W0710 16:11:52.350754 139883655739200 deprecation_wrapper.py:119] From /home/hadoop/anaconda3/envs/pySpark/lib/python3.6/site-packages/sparkflow/HogwildSparkModel.py:197: The name tf.global_variables_initializer is deprecated. Please use tf.compat.v1.global_variables_initializer instead.

W0710 16:11:52.351631 139883655739200 deprecation_wrapper.py:119] From /home/hadoop/anaconda3/envs/pySpark/lib/python3.6/site-packages/sparkflow/HogwildSparkModel.py:199: The name tf.Session is deprecated. Please use tf.compat.v1.Session instead.

When I execute the same code in the Pyspark shell, I also get the following lines and also the output of the training process itself.
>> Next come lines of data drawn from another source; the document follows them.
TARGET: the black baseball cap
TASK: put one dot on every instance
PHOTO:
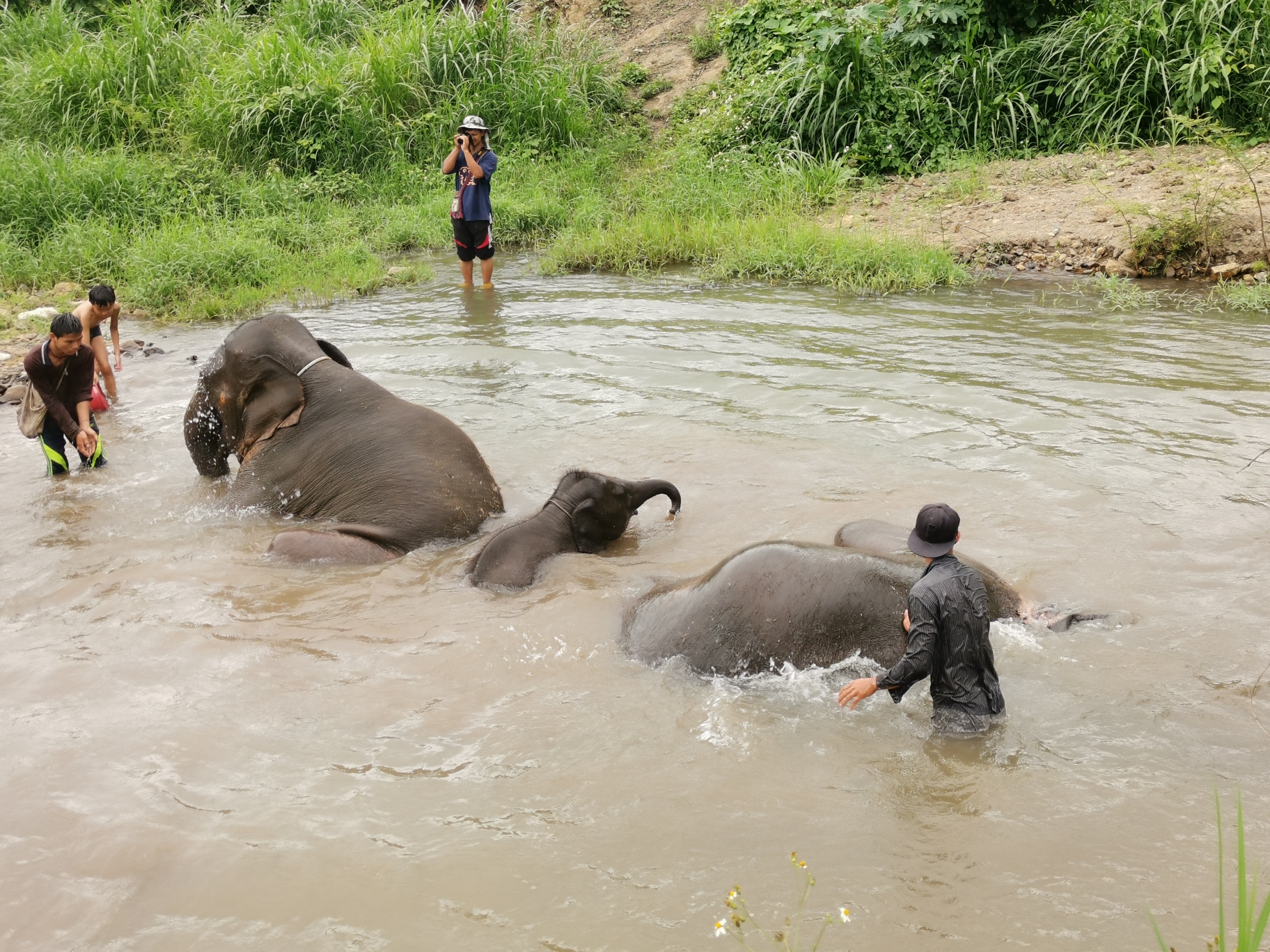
(935, 532)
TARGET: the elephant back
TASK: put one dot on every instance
(362, 454)
(772, 603)
(888, 541)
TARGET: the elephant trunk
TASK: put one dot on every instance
(647, 489)
(203, 431)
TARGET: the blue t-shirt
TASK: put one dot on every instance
(476, 194)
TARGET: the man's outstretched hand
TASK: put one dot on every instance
(86, 441)
(856, 691)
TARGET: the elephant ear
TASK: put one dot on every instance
(588, 531)
(334, 353)
(274, 402)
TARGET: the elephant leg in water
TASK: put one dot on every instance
(584, 514)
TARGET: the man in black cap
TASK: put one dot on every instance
(948, 634)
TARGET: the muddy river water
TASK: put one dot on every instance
(203, 749)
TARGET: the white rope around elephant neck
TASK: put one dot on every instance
(553, 502)
(317, 360)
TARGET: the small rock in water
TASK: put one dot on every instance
(42, 314)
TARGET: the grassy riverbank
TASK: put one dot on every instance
(207, 161)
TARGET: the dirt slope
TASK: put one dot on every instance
(1191, 207)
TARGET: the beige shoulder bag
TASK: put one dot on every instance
(32, 411)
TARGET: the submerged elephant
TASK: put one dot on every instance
(318, 440)
(586, 511)
(803, 603)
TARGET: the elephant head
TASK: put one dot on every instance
(249, 389)
(584, 514)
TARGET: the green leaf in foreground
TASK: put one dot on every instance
(1250, 922)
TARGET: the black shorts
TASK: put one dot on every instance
(473, 239)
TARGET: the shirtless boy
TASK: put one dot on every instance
(101, 305)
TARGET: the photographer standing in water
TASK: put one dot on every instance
(473, 164)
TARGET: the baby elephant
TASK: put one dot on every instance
(586, 511)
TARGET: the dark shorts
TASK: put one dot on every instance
(473, 239)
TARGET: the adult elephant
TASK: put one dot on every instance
(792, 602)
(317, 440)
(586, 513)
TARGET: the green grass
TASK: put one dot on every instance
(1250, 923)
(1239, 296)
(207, 163)
(898, 94)
(770, 249)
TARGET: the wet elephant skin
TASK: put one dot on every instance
(772, 603)
(889, 541)
(586, 513)
(333, 445)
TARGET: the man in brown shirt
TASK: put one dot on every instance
(61, 371)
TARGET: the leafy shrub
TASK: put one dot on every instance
(615, 9)
(654, 86)
(633, 75)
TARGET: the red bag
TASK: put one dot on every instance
(98, 403)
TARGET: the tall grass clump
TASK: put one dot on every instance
(897, 88)
(755, 221)
(1114, 74)
(1250, 922)
(315, 84)
(203, 159)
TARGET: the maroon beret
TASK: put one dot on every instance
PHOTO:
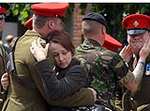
(50, 9)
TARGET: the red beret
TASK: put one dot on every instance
(28, 23)
(111, 43)
(136, 23)
(2, 10)
(50, 9)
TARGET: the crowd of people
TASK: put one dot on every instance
(44, 72)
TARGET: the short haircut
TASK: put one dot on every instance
(63, 38)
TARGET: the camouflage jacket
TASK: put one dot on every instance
(106, 68)
(3, 57)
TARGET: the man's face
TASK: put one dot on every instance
(136, 42)
(2, 23)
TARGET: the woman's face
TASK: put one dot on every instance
(61, 56)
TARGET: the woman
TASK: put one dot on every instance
(70, 79)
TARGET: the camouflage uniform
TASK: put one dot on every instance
(3, 59)
(107, 68)
(141, 99)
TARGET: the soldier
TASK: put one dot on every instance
(27, 91)
(138, 35)
(27, 85)
(3, 53)
(107, 66)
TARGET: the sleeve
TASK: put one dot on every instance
(66, 86)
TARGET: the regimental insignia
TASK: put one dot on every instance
(135, 23)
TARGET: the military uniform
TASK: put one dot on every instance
(3, 60)
(23, 94)
(106, 67)
(3, 57)
(138, 24)
(69, 87)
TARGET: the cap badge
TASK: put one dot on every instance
(136, 23)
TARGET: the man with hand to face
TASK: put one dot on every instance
(137, 54)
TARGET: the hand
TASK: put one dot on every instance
(38, 50)
(5, 81)
(126, 53)
(145, 51)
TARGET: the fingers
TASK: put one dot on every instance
(46, 47)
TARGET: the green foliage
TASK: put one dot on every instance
(22, 11)
(114, 14)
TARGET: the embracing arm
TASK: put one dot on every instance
(71, 83)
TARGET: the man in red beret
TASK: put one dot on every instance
(137, 54)
(27, 91)
(103, 61)
(3, 53)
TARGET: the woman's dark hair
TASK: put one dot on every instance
(63, 38)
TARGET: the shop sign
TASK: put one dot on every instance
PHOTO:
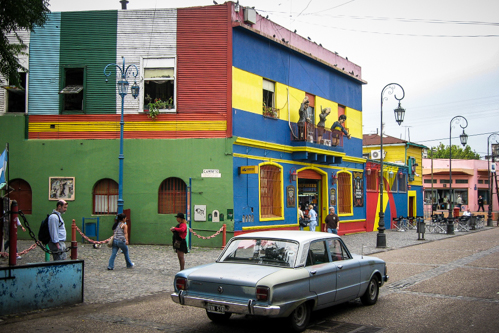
(211, 173)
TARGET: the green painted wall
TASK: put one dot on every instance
(88, 39)
(147, 163)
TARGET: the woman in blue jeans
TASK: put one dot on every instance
(120, 241)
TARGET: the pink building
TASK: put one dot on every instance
(470, 179)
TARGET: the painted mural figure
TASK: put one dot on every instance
(303, 118)
(338, 126)
(322, 123)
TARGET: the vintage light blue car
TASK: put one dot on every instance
(280, 274)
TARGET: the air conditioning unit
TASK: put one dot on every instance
(376, 154)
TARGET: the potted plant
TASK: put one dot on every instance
(157, 105)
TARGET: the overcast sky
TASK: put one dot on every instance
(444, 53)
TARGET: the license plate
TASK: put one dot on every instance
(215, 308)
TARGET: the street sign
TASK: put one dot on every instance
(248, 169)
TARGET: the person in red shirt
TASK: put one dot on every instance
(178, 240)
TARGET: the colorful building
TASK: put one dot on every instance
(402, 174)
(233, 143)
(470, 180)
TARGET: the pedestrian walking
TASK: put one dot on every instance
(57, 230)
(178, 239)
(332, 222)
(120, 241)
(312, 215)
(480, 203)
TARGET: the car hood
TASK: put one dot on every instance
(235, 274)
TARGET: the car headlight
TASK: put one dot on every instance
(181, 283)
(262, 293)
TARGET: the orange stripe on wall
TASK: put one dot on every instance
(128, 135)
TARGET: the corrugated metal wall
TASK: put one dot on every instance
(204, 51)
(144, 34)
(89, 39)
(44, 52)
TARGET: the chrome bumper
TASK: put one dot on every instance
(249, 308)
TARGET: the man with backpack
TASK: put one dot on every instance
(57, 231)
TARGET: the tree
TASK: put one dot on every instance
(442, 151)
(17, 15)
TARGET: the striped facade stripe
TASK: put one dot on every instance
(136, 127)
(204, 59)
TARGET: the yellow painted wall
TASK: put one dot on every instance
(247, 95)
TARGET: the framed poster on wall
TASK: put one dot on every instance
(290, 196)
(62, 188)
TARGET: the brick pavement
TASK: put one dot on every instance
(155, 266)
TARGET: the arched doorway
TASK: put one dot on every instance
(310, 189)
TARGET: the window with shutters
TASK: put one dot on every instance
(372, 181)
(159, 83)
(271, 195)
(105, 197)
(73, 94)
(345, 193)
(172, 196)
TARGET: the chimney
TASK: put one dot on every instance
(123, 4)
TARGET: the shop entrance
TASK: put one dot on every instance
(309, 189)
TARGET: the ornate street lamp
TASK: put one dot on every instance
(399, 118)
(489, 213)
(457, 120)
(122, 86)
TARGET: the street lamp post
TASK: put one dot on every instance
(489, 213)
(122, 85)
(464, 139)
(399, 117)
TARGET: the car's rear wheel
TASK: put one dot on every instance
(300, 317)
(218, 317)
(370, 297)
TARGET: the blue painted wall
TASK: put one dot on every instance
(263, 57)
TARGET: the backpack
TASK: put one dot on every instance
(44, 233)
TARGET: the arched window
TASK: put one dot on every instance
(22, 194)
(270, 191)
(105, 197)
(172, 196)
(344, 193)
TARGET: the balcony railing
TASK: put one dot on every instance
(309, 133)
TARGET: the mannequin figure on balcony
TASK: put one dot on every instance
(338, 126)
(303, 112)
(322, 123)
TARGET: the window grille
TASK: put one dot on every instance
(172, 196)
(372, 181)
(344, 193)
(270, 191)
(105, 196)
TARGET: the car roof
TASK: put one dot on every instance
(297, 235)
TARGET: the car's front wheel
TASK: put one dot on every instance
(370, 297)
(218, 317)
(300, 317)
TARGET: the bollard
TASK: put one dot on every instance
(47, 254)
(74, 244)
(224, 235)
(13, 233)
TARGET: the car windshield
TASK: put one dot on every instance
(269, 252)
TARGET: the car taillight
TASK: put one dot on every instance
(181, 283)
(262, 293)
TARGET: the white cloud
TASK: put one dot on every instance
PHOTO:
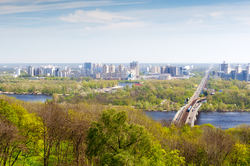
(194, 21)
(244, 20)
(216, 15)
(95, 16)
(9, 9)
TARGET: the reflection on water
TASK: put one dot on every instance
(223, 120)
(41, 98)
(124, 84)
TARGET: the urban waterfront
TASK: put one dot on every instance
(27, 98)
(223, 120)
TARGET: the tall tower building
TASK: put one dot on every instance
(223, 66)
(88, 67)
(31, 71)
(17, 71)
(135, 65)
(227, 69)
(248, 68)
(120, 68)
(112, 68)
(238, 69)
(105, 69)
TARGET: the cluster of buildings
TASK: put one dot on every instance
(48, 71)
(172, 70)
(111, 72)
(227, 71)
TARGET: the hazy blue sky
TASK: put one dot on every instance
(109, 31)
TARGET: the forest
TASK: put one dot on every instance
(33, 133)
(52, 85)
(149, 95)
(231, 95)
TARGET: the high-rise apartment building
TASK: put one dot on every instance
(238, 69)
(105, 69)
(120, 68)
(31, 71)
(155, 69)
(112, 68)
(17, 71)
(135, 65)
(227, 69)
(223, 66)
(58, 73)
(88, 67)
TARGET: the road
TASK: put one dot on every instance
(183, 115)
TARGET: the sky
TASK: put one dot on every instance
(121, 31)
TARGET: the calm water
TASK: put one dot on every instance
(41, 98)
(124, 84)
(219, 119)
(224, 120)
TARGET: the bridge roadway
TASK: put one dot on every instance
(185, 116)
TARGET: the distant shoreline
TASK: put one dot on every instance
(26, 93)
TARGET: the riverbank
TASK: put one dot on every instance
(245, 110)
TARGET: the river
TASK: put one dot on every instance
(41, 98)
(124, 84)
(223, 120)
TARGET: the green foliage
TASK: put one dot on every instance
(83, 134)
(235, 96)
(148, 96)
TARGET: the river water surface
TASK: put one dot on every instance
(41, 98)
(224, 120)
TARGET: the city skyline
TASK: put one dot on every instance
(59, 31)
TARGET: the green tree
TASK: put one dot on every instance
(119, 143)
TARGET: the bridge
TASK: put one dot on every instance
(187, 114)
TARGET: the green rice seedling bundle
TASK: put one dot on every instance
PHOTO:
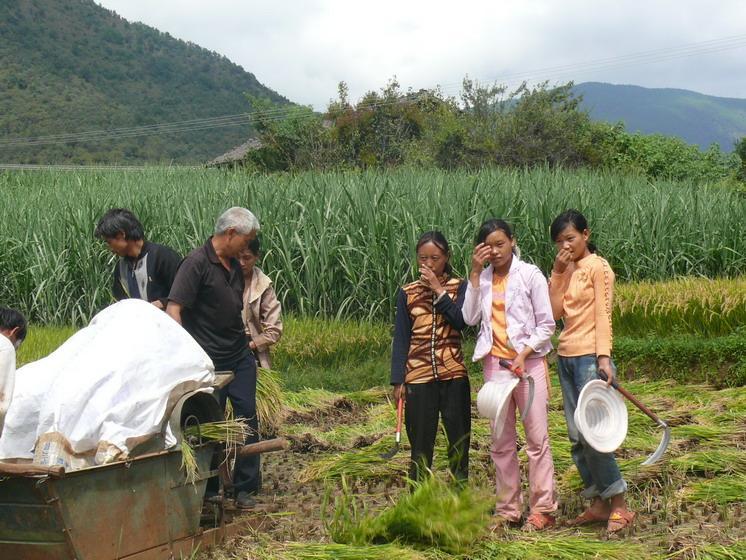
(231, 432)
(364, 463)
(560, 547)
(335, 551)
(189, 462)
(435, 514)
(268, 401)
(308, 399)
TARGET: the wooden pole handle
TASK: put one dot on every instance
(28, 469)
(277, 444)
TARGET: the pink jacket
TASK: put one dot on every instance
(528, 311)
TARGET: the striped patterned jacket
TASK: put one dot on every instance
(427, 333)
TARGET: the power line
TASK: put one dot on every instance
(279, 113)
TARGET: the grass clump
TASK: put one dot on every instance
(434, 514)
(559, 548)
(727, 489)
(268, 401)
(711, 461)
(365, 463)
(336, 551)
(735, 551)
(189, 462)
(232, 432)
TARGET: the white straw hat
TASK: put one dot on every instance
(601, 416)
(492, 400)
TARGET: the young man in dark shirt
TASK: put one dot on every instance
(145, 270)
(206, 299)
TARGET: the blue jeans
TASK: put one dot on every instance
(599, 471)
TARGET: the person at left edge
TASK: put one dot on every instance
(206, 299)
(12, 333)
(145, 270)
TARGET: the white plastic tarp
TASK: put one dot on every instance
(110, 383)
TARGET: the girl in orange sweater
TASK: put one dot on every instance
(581, 290)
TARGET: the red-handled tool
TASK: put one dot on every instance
(393, 451)
(524, 377)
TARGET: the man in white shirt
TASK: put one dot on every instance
(12, 333)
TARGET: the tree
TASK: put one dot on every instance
(740, 150)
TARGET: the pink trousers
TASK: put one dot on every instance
(504, 449)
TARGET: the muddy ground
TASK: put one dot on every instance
(670, 521)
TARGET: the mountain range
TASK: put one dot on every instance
(71, 66)
(697, 118)
(74, 67)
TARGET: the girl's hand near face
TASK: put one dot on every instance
(428, 278)
(563, 258)
(479, 258)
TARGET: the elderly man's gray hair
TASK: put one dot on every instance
(240, 219)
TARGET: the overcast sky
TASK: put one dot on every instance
(302, 49)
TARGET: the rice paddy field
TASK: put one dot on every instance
(338, 245)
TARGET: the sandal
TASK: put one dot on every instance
(499, 522)
(620, 519)
(587, 518)
(539, 521)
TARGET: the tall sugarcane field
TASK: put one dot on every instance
(337, 247)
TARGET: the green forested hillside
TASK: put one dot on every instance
(694, 117)
(73, 66)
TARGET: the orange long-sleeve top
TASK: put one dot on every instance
(582, 296)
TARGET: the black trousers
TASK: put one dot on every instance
(425, 402)
(247, 476)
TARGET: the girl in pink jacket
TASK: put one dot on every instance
(509, 299)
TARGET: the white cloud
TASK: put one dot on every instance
(303, 49)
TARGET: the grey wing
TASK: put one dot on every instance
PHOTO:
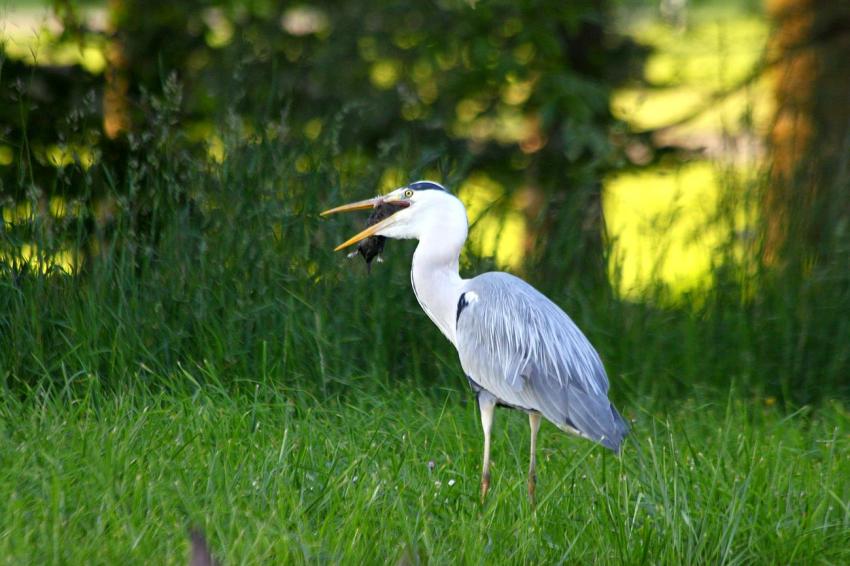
(522, 348)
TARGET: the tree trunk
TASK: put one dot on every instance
(809, 196)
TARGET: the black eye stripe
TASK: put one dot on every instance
(426, 186)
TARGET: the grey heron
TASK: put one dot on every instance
(517, 348)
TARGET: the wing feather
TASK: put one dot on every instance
(525, 350)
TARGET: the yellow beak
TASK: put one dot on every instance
(364, 205)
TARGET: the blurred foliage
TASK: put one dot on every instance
(180, 187)
(517, 91)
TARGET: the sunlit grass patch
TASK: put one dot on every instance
(687, 67)
(276, 475)
(497, 230)
(664, 227)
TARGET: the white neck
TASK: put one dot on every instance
(436, 278)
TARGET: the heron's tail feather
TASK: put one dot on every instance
(595, 418)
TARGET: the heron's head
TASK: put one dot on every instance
(421, 207)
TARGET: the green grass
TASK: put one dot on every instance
(275, 475)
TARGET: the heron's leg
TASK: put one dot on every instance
(534, 421)
(487, 405)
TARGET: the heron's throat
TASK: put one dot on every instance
(436, 279)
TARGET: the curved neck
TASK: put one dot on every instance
(435, 276)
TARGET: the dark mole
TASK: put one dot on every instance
(373, 246)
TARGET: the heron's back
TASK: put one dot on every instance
(522, 348)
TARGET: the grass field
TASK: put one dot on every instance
(274, 475)
(213, 364)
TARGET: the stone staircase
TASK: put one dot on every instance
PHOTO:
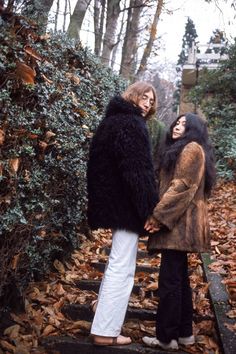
(139, 316)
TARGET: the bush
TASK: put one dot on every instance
(53, 93)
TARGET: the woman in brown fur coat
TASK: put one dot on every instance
(180, 223)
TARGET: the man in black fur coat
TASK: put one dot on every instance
(121, 196)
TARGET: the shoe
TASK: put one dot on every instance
(186, 340)
(154, 342)
(111, 341)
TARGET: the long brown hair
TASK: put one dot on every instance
(136, 91)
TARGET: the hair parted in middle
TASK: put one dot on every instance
(135, 92)
(195, 130)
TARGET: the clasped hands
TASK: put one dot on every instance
(152, 225)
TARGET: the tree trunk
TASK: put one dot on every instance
(56, 15)
(114, 52)
(99, 15)
(77, 18)
(38, 10)
(129, 48)
(64, 16)
(153, 31)
(113, 11)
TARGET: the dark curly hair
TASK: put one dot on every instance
(195, 130)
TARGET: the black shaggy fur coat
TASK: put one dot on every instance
(120, 175)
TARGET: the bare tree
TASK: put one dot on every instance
(77, 18)
(152, 36)
(113, 11)
(37, 10)
(64, 15)
(56, 15)
(99, 17)
(119, 38)
(131, 35)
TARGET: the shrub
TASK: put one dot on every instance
(53, 93)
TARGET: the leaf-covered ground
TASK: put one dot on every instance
(45, 300)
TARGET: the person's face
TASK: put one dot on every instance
(146, 102)
(179, 128)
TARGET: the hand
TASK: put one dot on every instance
(152, 225)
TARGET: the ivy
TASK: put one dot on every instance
(53, 94)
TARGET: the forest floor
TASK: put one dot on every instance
(45, 300)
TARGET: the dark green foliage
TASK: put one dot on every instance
(188, 40)
(52, 97)
(215, 93)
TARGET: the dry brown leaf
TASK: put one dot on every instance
(14, 164)
(59, 266)
(25, 73)
(32, 52)
(152, 286)
(2, 136)
(12, 332)
(48, 330)
(15, 261)
(21, 349)
(7, 346)
(46, 79)
(73, 78)
(49, 134)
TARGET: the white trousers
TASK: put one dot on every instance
(116, 286)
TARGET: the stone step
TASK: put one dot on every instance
(68, 345)
(140, 254)
(100, 266)
(93, 285)
(84, 312)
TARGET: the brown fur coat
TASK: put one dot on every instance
(182, 209)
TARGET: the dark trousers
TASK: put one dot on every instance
(175, 308)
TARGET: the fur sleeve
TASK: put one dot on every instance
(187, 178)
(133, 156)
2019-07-10 16:11:52.390889: W tensorflow/compiler/jit/mark_for_compilation_pass.cc:1412] (One-time warning): Not using XLA:CPU for cluster because envvar TF_XLA_FLAGS=--tf_xla_cpu_global_jit was not set.  If you want XLA:CPU, either set that envvar, or use experimental_jit_scope to enable XLA:CPU.  To confirm that XLA is active, pass --vmodule=xla_compilation_cache=1 (as a proper command-line flag, not via TF_XLA_FLAGS) or set the envvar XLA_FLAGS=--xla_hlo_profile.
 * Serving Flask app "sparkflow.HogwildSparkModel" (lazy loading)
 * Environment: production
   WARNING: This is a development server. Do not use it in a production deployment.
   Use a production WSGI server instead.
 * Debug mode: off

You got any ideas why that happens? I explicitly allowed multiple contexts by setting spark.driver.allowMultipleContexts to true in the interpreter settings of spark/pyspark.